Right now, gas turbine manufacturers have contracts to build dozens of new combined-cycle gas-generating plants that are in the permitting or financing or construction stages. The most efficient coal-fired plant in the world, when I last checked, converted 44% of the energy stored in a unit of coal into electrical power. Mitsubishi’s latest model of gas turbines, under ideal conditions, converts 66% of the energy stored in an equal unit of natural gas into electrical power. Natural gas costs less per unit of power than does coal for the same unit of power. Natural gas emits some 30% less pollutants than does coal.
The federal government should not necessarily be ordering the costly extension of coal-fired plant life spans; it should be focusing on solving bottlenecks in our national grid so that less-expensive already constructed forms of energy production can be hooked into the grid.
Somehow, the current administration has internalized the idea that coal is an economically viable answer to demands on our energy grid; it isn’t. It is the most expensive form of energy production we have at our disposal.
Ray W, says
In January 2024, the EIA published its “Capital Cost and Performance Characteristics for Utility-Scale Electric Power Generating Technologies” comparison study.
While there are many more methods of electricity production, what follows below focuses on the differences in costs for constructing, and then maintaining and operating, a new net 650-MW coal-fired electricity generating plant and costs for constructing, and then maintaining, a new 150-MWac single-axis solar farm.
At the outset of this comment, it needs to be noted that in order to run a coal plant, one has to continually purchase coal, whereas there is never a fuel cost to run a solar farm.

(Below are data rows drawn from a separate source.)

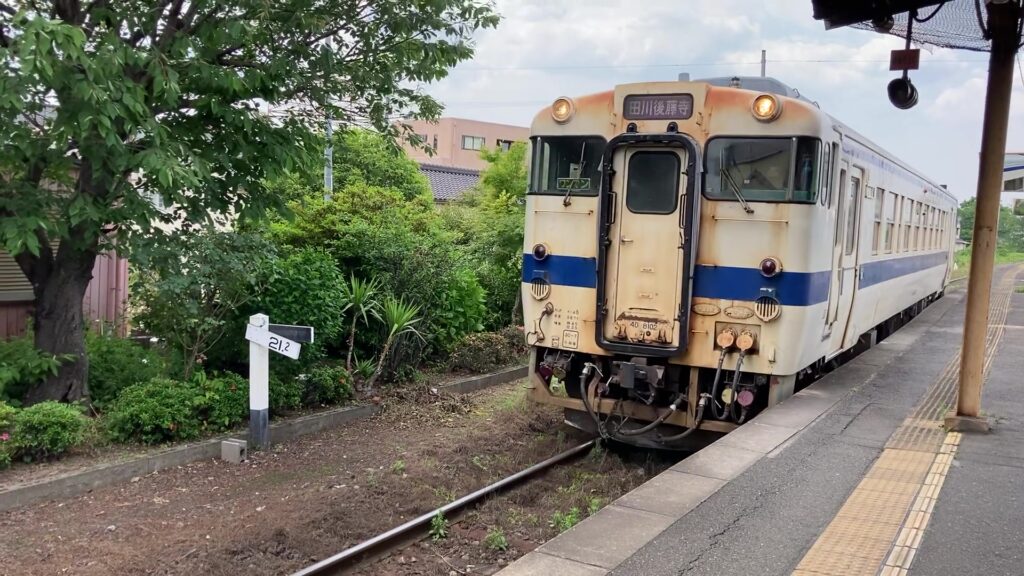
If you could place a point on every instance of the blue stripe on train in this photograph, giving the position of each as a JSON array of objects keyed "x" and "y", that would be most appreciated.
[
  {"x": 562, "y": 271},
  {"x": 792, "y": 288},
  {"x": 729, "y": 283}
]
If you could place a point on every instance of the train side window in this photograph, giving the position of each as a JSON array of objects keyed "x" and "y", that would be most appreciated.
[
  {"x": 891, "y": 202},
  {"x": 652, "y": 182},
  {"x": 839, "y": 210},
  {"x": 851, "y": 214},
  {"x": 880, "y": 202},
  {"x": 907, "y": 215},
  {"x": 918, "y": 238},
  {"x": 825, "y": 174}
]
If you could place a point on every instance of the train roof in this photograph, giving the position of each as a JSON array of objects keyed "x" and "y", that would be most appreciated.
[{"x": 775, "y": 86}]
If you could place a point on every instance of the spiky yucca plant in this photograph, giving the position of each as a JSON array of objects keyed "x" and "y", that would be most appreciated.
[
  {"x": 400, "y": 319},
  {"x": 360, "y": 297}
]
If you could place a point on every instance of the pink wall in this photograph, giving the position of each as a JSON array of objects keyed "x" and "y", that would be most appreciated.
[
  {"x": 104, "y": 299},
  {"x": 450, "y": 131}
]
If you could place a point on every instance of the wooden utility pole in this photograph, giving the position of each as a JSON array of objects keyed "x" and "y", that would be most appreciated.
[{"x": 1003, "y": 27}]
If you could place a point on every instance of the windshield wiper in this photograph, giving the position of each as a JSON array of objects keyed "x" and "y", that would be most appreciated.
[
  {"x": 572, "y": 182},
  {"x": 735, "y": 191}
]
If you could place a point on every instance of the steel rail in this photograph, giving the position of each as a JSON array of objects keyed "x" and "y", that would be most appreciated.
[{"x": 336, "y": 563}]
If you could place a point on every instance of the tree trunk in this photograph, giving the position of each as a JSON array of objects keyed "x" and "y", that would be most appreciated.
[
  {"x": 59, "y": 325},
  {"x": 351, "y": 344}
]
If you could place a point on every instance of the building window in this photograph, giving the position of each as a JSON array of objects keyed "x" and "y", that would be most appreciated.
[{"x": 472, "y": 142}]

The estimated capital cost in 2023 dollars to build a new 650-megawatt coal plant is $4,103 per kilowatt, with a lifespan of the plant measured over the 50-to-60 years that welded steel lasts before metal fatigue sets in. Metal fatigue in high pressure pipes is the main reason coal plants are shut down today; it costs too much to rebuild all of the steam pipes in the plant. Fixed operating and maintenance costs come to $61.60 per kilowatt per year. Variable operating and maintenance costs come to an additional $6.40 per kilowatt per year. Fuel costs for the coal needed to fire the plant are not included in the cost and performance summary.
Capital cost in 2023 dollars to construct a 150-megawatt solar farm is $1,502 per kilowatt, with a 35-year lifespan for the solar panels. Fixed operating and maintenance costs are $20.23 per kilowatt hour per year. There are no variable operating and maintenance costs and there are no fuel costs.
Make of this what you will.
Me?
No utility company would ever consider constructing and then operating and maintaining a new coal-fired electricity generating plant given the cost.
Solar farm construction costs come in at just over one-third the cost of coal and annual maintenance and operating costs for the farm are just under one-third the cost of a coal plant. Neither of these factors includes fuel costs, which for solar is zero and for coal fluctuates but never ends so long as the plant operates.
There is a mass delusion that has achieved mythic status in a significant portion of the American mind, in which coal has a future in generating electricity. The last new American coal plant began operating in 2012. Hillary’s problem in 2016 was that she tried and failed to pierce the mass delusion. Trump successfully fed into the mass delusion, and it metastasized into a movement.
The EIA estimates that it takes some seven years from application for permits to completion of construction, so the last new coal plant was likely proposed in or around 2005. Right now, no company is in the permitting or financing or construction phases to build a coal plant, which means that no utility company has even started the process of trying to build a new American coal plant for some 20 years.